Hello,
I am simulating 8 molecules of CO2 in an NVT ensemble using fix/rigid/small.
The simulation works perfectly in the serial mode but displays the error message pasted below,
when running on the parallel mode.
***** An error occurred in MPI_Wait**
***** reported by process [1912078337,1]**
***** on communicator MPI_COMM_WORLD**
***** MPI_ERR_TRUNCATE: message truncated**
***** MPI_ERRORS_ARE_FATAL (processes in this communicator will now abort,**
***** and potentially your MPI job)**
After playing around with several box sizes, spacing between the CO2 molecules,
and the number of cores used,
I found that the error always occurred at an identical point in the simulation.
I have attached the input script and the log-file.
The log file does not contain any warnings / errors pertaining to this problem.
However, using fix/rigid seems to solve the problem.
From the manual, I understand that it is beneficial to use fix/rigid/small
in case of many rigid molecules in the system.
Hence, is there a way to run the simulation in parallel using fix/rigid/small ?
Cheers,
Thejas
simProg.log (12.1 KB)
simulation.in (3.5 KB)
This is a known phenomenon ([BUG] Fatal error in PMPI_Wait error running PACKAGES/drude/swm4-ndp/in.swm4-ndp.nh example with mpirun · Issue #3313 · lammps/lammps · GitHub).
We have not been able to fully understand what is causing this.

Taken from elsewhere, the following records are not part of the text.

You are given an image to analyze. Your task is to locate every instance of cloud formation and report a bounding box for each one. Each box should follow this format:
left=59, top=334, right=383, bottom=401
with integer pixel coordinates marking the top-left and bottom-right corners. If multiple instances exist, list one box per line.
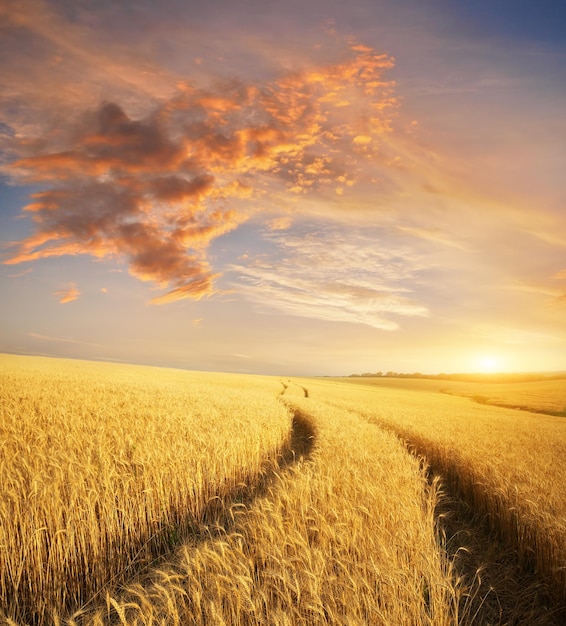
left=28, top=331, right=101, bottom=347
left=54, top=282, right=80, bottom=304
left=4, top=43, right=398, bottom=303
left=231, top=226, right=428, bottom=330
left=0, top=0, right=177, bottom=138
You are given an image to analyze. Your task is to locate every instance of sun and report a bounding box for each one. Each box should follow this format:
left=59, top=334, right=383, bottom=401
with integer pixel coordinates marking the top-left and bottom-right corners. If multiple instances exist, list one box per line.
left=477, top=355, right=501, bottom=373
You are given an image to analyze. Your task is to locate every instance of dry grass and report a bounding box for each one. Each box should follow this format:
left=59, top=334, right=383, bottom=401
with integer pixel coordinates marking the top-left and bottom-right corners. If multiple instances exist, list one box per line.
left=85, top=394, right=458, bottom=625
left=335, top=375, right=566, bottom=416
left=0, top=355, right=290, bottom=624
left=442, top=378, right=566, bottom=416
left=308, top=377, right=566, bottom=615
left=2, top=355, right=564, bottom=625
left=1, top=356, right=458, bottom=625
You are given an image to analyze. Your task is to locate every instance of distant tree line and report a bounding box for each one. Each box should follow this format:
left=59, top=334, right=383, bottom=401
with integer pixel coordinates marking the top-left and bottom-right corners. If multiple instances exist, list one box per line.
left=347, top=372, right=566, bottom=383
left=349, top=372, right=423, bottom=378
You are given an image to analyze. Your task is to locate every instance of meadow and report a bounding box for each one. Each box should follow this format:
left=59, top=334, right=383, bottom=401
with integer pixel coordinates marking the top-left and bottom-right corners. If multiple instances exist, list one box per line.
left=1, top=355, right=565, bottom=625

This seems similar to the “missing bond atom” type of error, but in reference to the individual rigid bodies.
As you have noticed, the non-/small version does not suffer from it. Indeed it would be impossible due to the way how those styles use collective communications instead of distributed inter-domain communication. If your system is small enough and the number of MPI ranks small, then there is no significant performance penalty from using the non-small version. Its overhead will grow with system size (i.e. number of rigid bodies) and number of processors.
For a system with only 8 molecules there is no difference. Even regular MPI parallelization is not likely to give you much of a speedup. In fact, it may slow you down due to the constant overhead from exchanging box and subdomain information.
Thanks for the reply, Axel.
As you have noticed, the non-/small version does not suffer from it. Indeed it would be impossible due to the way how those styles use collective communications instead of distributed inter-domain communication. If your system is small enough and the number of MPI ranks small, then there is no significant performance penalty from using the non-small version. Its overhead will grow with system size (i.e. number of rigid bodies) and number of processors.
For a system with only 8 molecules there is no difference. Even regular MPI parallelization is not likely to give you much of a speedup. In fact, it may slow you down due to the constant overhead from exchanging box and subdomain information.
As you mentioned, for small system sizes I am better off using the non-small version. However, I plan to increase my system size to several thousand CO2 molecules. Even in this case, I would still have to opt for the non-small version because it works.